Why did the reviewer find it “difficult to see” how an account of a two­dimensional, cyclic motion could have any application to the motion of a lamina in free air? The reasons behind the difficulty were not explained, so it is necessary to make a conjecture about the argument that was probably in the reviewer’s mind. The worry was about the move from two dimensions to three dimensions. Why should there be a problem about generalizing an ac­count of cyclic or vortex motion in this way? The answer lies in the properties of the space around the wing that mathematicians call “connectedness”—a topological theme with which all Cambridge-trained mathematicians would be familiar.51

Connectedness refers to the conditions under which a contour in the form of a closed loop can be shrunk into a point or stretched and distorted so that it coincides with another closed loop. A “simply-connected” space is one in which every closed loop can be changed into any other closed loop without going outside the space. A “multiply-connected” space is one that is divided by barriers so that it ceases to be true that any two arbitrary loops can be made to coincide. Now a loop enclosing the infinitely long wing cannot be unhooked from it. It can be transformed into any other loop that is itself already around the wing, but it cannot be transformed into a loop that does not go around the wing. The space around an infinite wing is thus “doubly connected,” while the space around a finite wing is “simply connected.”

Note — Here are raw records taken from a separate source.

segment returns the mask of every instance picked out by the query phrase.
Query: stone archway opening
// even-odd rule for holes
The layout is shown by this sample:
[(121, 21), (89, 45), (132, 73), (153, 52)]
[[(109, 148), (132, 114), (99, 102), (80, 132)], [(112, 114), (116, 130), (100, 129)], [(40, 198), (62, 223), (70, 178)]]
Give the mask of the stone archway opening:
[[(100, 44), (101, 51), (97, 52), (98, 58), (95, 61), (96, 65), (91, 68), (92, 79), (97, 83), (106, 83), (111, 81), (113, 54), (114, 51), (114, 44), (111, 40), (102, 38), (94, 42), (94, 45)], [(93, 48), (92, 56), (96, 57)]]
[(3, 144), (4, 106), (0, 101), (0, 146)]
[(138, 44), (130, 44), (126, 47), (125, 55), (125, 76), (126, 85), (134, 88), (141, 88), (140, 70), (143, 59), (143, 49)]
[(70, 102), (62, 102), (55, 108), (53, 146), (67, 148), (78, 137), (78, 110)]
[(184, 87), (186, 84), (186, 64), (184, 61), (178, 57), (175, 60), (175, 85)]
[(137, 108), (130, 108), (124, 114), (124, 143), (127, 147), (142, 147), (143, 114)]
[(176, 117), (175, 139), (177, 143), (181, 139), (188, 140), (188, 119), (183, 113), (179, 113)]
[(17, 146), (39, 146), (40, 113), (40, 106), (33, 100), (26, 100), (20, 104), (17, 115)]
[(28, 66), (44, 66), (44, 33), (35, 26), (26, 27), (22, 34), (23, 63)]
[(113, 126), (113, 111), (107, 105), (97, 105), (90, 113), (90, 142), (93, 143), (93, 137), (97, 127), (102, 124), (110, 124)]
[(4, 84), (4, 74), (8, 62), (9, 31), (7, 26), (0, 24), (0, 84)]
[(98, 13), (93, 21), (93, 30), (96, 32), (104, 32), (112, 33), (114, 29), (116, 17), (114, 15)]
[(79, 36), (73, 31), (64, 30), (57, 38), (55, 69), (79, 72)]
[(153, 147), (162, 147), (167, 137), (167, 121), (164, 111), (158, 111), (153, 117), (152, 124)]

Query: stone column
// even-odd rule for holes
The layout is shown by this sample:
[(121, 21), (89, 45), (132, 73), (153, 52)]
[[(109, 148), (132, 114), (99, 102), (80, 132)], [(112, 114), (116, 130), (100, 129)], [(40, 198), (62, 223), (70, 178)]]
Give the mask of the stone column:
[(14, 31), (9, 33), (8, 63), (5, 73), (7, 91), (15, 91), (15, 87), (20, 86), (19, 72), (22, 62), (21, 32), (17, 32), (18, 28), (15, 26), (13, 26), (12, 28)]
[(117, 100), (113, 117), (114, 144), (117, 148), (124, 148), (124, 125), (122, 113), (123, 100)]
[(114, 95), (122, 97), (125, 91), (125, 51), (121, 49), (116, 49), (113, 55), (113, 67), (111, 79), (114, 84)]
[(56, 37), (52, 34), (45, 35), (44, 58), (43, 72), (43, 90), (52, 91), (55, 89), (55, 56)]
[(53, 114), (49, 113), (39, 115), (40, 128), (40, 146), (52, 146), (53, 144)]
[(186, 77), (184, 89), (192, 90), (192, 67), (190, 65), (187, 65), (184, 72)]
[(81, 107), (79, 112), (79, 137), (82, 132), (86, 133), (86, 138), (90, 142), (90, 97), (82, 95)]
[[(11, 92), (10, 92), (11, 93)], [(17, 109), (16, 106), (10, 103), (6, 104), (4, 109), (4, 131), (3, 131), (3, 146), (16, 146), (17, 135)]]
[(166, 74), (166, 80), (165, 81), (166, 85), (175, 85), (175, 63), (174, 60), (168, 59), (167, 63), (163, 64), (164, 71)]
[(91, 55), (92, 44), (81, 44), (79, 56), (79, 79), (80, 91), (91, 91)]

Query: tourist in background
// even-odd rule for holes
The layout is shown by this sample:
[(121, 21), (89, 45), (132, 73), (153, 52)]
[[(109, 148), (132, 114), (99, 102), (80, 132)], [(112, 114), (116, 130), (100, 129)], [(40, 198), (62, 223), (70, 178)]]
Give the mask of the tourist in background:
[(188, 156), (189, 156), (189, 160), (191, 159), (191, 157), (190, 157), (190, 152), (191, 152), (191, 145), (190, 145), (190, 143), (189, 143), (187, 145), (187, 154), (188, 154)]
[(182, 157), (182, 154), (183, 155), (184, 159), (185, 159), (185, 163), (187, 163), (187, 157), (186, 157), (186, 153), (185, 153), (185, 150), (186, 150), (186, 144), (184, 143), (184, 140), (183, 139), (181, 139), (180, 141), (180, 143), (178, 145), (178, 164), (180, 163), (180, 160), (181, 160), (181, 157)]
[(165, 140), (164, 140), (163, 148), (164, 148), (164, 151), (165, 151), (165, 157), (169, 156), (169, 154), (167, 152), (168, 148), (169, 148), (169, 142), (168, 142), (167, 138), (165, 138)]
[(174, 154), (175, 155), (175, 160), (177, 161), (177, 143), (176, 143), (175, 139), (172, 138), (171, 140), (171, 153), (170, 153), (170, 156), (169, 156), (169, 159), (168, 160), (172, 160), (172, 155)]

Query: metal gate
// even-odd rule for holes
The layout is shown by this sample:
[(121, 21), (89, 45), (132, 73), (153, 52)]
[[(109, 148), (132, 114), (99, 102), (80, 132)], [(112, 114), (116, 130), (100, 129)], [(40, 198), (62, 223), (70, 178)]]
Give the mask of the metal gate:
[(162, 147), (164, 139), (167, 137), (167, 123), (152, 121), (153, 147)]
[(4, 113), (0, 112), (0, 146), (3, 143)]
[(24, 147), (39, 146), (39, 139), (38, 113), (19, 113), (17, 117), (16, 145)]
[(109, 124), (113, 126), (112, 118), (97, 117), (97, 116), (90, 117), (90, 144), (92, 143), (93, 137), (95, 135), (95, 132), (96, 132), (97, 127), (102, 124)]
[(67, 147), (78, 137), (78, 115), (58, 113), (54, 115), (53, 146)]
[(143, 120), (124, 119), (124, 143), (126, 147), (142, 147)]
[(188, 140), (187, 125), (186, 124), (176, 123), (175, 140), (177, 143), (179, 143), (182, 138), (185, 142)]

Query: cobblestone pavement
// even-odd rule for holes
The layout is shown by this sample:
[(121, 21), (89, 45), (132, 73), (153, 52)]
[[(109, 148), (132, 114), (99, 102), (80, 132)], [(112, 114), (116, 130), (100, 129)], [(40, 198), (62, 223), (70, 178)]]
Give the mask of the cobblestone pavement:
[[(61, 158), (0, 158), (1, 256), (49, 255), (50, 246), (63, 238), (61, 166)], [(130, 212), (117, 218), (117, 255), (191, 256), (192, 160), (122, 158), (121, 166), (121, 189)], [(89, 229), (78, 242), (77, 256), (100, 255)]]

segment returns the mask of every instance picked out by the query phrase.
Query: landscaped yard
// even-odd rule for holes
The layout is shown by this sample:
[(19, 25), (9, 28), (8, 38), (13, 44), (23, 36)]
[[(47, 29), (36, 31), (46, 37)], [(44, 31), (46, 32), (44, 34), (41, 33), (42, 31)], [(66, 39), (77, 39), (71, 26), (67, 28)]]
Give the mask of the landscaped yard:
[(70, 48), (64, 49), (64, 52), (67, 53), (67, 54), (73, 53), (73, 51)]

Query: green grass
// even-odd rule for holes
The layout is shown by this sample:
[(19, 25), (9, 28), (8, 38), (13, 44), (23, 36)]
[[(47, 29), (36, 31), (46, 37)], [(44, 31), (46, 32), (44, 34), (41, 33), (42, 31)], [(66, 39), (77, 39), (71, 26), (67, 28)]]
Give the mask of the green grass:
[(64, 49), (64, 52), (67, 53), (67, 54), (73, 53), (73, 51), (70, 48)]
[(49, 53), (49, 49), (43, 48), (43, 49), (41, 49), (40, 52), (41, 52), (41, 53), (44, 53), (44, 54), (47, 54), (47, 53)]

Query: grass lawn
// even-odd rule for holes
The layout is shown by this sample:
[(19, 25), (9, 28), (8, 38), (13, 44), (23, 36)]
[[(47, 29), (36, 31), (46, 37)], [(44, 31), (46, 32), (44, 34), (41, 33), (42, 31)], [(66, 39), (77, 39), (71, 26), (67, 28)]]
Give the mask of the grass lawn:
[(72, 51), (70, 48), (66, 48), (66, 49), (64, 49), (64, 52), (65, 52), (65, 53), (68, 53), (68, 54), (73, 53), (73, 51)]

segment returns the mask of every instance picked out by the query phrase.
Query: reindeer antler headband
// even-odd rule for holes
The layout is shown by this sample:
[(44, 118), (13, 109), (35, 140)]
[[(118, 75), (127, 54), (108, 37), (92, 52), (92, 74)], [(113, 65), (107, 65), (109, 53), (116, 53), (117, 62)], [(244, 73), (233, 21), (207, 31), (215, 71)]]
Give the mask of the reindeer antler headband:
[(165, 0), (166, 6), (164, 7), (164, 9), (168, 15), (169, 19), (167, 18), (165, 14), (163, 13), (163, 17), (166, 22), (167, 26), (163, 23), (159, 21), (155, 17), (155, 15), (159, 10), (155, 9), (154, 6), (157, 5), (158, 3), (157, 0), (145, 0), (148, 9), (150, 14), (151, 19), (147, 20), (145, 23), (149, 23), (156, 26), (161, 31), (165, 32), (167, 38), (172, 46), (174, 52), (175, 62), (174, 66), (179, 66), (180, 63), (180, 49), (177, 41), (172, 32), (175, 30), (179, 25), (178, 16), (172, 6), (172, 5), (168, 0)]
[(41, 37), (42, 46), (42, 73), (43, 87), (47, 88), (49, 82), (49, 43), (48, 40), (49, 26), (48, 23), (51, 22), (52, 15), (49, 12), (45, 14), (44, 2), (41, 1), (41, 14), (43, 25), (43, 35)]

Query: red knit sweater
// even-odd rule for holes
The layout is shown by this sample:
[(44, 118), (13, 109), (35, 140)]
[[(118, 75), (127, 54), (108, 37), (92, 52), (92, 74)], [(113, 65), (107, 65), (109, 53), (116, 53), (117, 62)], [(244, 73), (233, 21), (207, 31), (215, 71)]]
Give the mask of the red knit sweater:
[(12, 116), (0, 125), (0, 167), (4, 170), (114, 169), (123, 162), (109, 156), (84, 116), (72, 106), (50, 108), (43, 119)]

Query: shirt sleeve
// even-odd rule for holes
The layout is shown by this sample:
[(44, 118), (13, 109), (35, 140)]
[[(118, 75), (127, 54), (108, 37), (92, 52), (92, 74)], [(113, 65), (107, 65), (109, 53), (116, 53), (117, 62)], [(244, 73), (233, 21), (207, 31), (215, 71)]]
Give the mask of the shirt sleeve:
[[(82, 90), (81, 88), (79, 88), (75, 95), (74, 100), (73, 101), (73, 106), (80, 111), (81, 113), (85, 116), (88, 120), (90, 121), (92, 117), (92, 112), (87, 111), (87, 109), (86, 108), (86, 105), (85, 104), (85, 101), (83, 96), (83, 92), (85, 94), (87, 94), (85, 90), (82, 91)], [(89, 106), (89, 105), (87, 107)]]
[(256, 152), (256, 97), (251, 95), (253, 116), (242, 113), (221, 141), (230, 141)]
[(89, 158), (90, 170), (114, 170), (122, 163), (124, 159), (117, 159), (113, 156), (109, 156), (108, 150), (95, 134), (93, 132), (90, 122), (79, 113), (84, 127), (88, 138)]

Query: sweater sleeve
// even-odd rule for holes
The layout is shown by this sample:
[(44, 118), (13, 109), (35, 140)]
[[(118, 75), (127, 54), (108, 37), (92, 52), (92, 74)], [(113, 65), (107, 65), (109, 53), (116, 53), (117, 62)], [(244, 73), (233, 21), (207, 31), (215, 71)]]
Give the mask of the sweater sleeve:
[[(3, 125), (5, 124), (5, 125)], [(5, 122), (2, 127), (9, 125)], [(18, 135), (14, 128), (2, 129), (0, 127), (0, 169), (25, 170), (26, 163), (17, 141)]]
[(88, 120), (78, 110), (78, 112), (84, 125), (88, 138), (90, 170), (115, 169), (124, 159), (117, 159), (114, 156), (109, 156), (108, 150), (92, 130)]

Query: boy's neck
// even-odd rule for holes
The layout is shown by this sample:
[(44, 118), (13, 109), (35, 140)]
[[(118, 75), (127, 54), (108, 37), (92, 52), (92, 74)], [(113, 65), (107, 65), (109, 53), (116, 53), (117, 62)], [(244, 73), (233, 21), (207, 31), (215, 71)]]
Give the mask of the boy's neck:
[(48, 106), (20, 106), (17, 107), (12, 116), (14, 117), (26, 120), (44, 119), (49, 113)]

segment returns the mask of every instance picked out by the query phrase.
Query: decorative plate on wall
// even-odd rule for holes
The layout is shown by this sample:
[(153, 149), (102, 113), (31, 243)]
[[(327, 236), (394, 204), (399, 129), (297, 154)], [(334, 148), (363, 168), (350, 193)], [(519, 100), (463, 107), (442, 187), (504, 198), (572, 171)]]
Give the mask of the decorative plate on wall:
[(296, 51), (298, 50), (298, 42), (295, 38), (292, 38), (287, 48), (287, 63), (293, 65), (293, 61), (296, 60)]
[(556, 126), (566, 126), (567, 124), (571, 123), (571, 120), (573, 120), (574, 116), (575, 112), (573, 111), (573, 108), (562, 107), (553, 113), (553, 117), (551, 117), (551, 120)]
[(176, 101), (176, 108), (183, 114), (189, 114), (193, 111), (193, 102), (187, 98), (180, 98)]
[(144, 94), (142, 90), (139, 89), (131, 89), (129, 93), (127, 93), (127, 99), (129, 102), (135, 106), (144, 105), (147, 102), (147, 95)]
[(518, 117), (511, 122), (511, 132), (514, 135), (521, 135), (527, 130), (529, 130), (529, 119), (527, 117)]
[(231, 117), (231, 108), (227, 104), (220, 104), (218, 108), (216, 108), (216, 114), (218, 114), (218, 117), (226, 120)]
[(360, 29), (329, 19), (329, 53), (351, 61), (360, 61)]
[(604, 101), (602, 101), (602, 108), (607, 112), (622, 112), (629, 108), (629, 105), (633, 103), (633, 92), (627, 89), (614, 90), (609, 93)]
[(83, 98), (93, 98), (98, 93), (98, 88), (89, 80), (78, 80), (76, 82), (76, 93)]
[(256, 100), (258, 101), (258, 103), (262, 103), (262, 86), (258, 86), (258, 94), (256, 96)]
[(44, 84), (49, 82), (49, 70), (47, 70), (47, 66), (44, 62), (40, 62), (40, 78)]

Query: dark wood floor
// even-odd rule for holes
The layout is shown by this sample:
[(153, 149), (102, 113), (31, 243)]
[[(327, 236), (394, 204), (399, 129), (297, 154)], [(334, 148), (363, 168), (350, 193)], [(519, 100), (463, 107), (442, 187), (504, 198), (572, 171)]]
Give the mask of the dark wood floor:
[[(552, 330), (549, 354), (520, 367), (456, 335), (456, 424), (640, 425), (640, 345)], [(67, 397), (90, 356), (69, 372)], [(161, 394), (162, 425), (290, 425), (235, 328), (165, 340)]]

The move from a two-dimensional analysis to a three-dimensional analy­sis thus involves a move from a multiply connected space to a simply con­nected space. But why should this matter? A mathematically sophisticated re­viewer will have known that, in a simply connected region, the only possible form of irrotational motion is acyclic.52 In an acyclic motion there is no circu­lation and hence no lift. The reviewer seems to have assumed that Lanchester was exploiting a special, topological feature of two-dimensional flow but was then illegitimately applying the analysis to the three-dimensional case.53 This assumption may explain why it was “difficult to see” how a theory of cyclic motion in a surface of two dimensions could have any application to a lamina moving in free air, that is, in three dimensions.

Was Lanchester’s work really vitiated by these considerations? The answer is no. If this was the reviewer’s argument, it was wrong. Lanchester had at­tended with some care to issues of connectivity. He stated explicitly that “we are consequently confined, in an inviscid atmosphere, strictly to the case where the aerofoil is of infinite extent, for a cyclic motion is only possible in a multiply connected region” (162).

How did Lanchester, having formulated the topological problem for himself, get round it? He needed some way to render the space of the three­dimensional case multiply connected. Lanchester did this by appeal to the trailing vortices issuing from the wingtips and reaching back to the ground. This method divided the space in such a way as to destroy its simple con – nectivity.54 In figure 81 of his book (175), Lanchester gave a clear diagram of the vortices reaching back from the wingtips to the ground. But if Lanchester had anticipated and solved this problem, there was still another issue left. If circulation now makes mathematical sense, there is still the physical problem of how it gets started. Lanchester conceded that, as long as the atmosphere was viewed as an inviscid fluid, his vortices could be neither created nor de­stroyed. Such a system, he said, “in a fluid that is truly inviscid would be un – creatable and indestructible” (174). His response was to appeal to the viscos­ity of real fluids: “In dealing with a real fluid the problem becomes modified; we are no longer under the same rigid conditions as to the connectivity of the region” (175). Lanchester’s remarks were perceptive, but the problem of the creation and destruction of vortices, and thus the problem of how circulation could arise, would continue to haunt the theory.